If our mission is to democratize the web, then a subset of that mission is to empower our users to build their own sites. So, if we end up with a user who lacks the motivation to do so, what can we do to gently nudge them along?
Here’s a subtle technique that we can use. It draws from education research on kids (#, #), but can be applied to anyone who lacks the intrinsic motivation to perform a given task:
If a user asks for help with something, instead of choosing a single series of steps and helping them through it, offer choices along the way and ask them to decide which ones they’d prefer.
In the simplest instance, if a user asks us to recommend a theme for them, instead of picking out just one, we give them links to two or three, and then ask them to look through and pick the one they want. And then we help them with the setup.
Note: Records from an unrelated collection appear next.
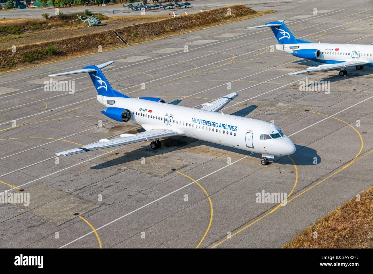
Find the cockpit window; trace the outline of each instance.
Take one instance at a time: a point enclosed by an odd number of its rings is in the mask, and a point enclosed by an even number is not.
[[[270,136],[268,134],[262,134],[259,137],[260,140],[268,140],[271,139]]]

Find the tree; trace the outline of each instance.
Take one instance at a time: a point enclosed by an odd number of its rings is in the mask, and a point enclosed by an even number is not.
[[[48,0],[40,0],[40,1],[42,6],[46,9],[47,5],[48,4]]]
[[[4,6],[4,8],[6,10],[14,9],[14,3],[13,3],[13,1],[8,0],[8,1],[6,2],[6,4],[5,4],[5,6]]]

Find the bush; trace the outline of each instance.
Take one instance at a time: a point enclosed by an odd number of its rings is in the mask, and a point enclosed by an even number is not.
[[[47,52],[49,54],[56,54],[56,53],[57,51],[56,50],[56,48],[54,47],[54,45],[50,45],[47,48]]]
[[[4,6],[4,8],[6,10],[14,9],[14,3],[13,3],[13,1],[11,1],[11,0],[8,0],[8,1],[6,2],[6,4],[5,4],[5,6]]]
[[[21,54],[23,60],[30,64],[37,64],[38,61],[47,59],[50,55],[54,55],[57,53],[54,47],[50,45],[44,49],[34,49],[28,50]]]
[[[46,19],[48,19],[49,18],[49,13],[47,12],[46,12],[45,13],[42,14],[41,15],[41,16],[42,16],[44,18],[45,18]]]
Offering choices nudges the user to play a more active role in the process of building a site. And in doing so, we are subtly encouraging them to take ownership of their own site.
At the same time, it also distills this active role into a manageable task for them. Trying to pick from a showcase of 350+ themes can be overwhelming (i.e., the paradox of choice). Trying to pick between two recommended themes is totally doable — and not something the user can reasonably protest. And that brings us to the second benefit of offering choices:
It conditions them to start doing things for themselves, but in a way that they can’t actively resist. Furthermore, once it does come time to leave them to work on their site on their own, we’ve already spent some time helping them closely, so they’re less likely to feel like we’re being dismissive.
For instance, let’s say a user asks us to set up a menu for them. If we respond by sending them a link to the support page, they may get frustrated that we’re not helping. On the other hand, if we go over several different ways they can set up their menu first, then they won’t feel as neglected. We may say something along the lines of, “What you can do is add all the content you want to a page, publish it, and then add this single page to your main menu. That’s the simplest way to set it up, but if you want to be a little fancier, you can split up the content into smaller chunks that people can click through. To do this, you create what we refer to as a top-level menu item, and under this you add several submenu items.” And so on.
And then ideally, once the user settles on the options they want, we’ve gone over enough background information that the support page will seem less daunting. At that point, there’s a much higher likelihood they’ll be willing to tackle the support page on their own, without feeling like we’re blowing them off.
From my own personal experience, I do find that users are generally appreciative when I take a “bigger picture” view of their site and discuss different ways they can build it first, rather than just helping them through the simple tasks they request. And it all starts with offering small choices here and there, to empower and motivate.
I like to refer to this as the choose your own adventure way of helping a user. Remember those awesome kids books that are really pretty fixed in how they can end, but offer just enough binary choices that you feel like you’re playing an active role in deciding how the story plays out? Yep, just like that, but with building a site.
With enough of these little nudges, the user will gradually become more and more self-sufficient, and less and less reliant on us for every little task.
I hear this technique is great if you have kids, too: Instead of trying to make them eat broccoli, for example, you offer them the choice of broccoli or asparagus. Often (though not always, depending on how finicky your kid is), just the added element of getting to choose is enough to disarm a kid’s resistance to eating vegetables.
Give it a shot! Look for different ways of doing things, and offer these options to users as often as possible.
tl;dr: Offer choices to empower and motivate users. Okay, so that’s just the title of this post, but it pretty much says it all.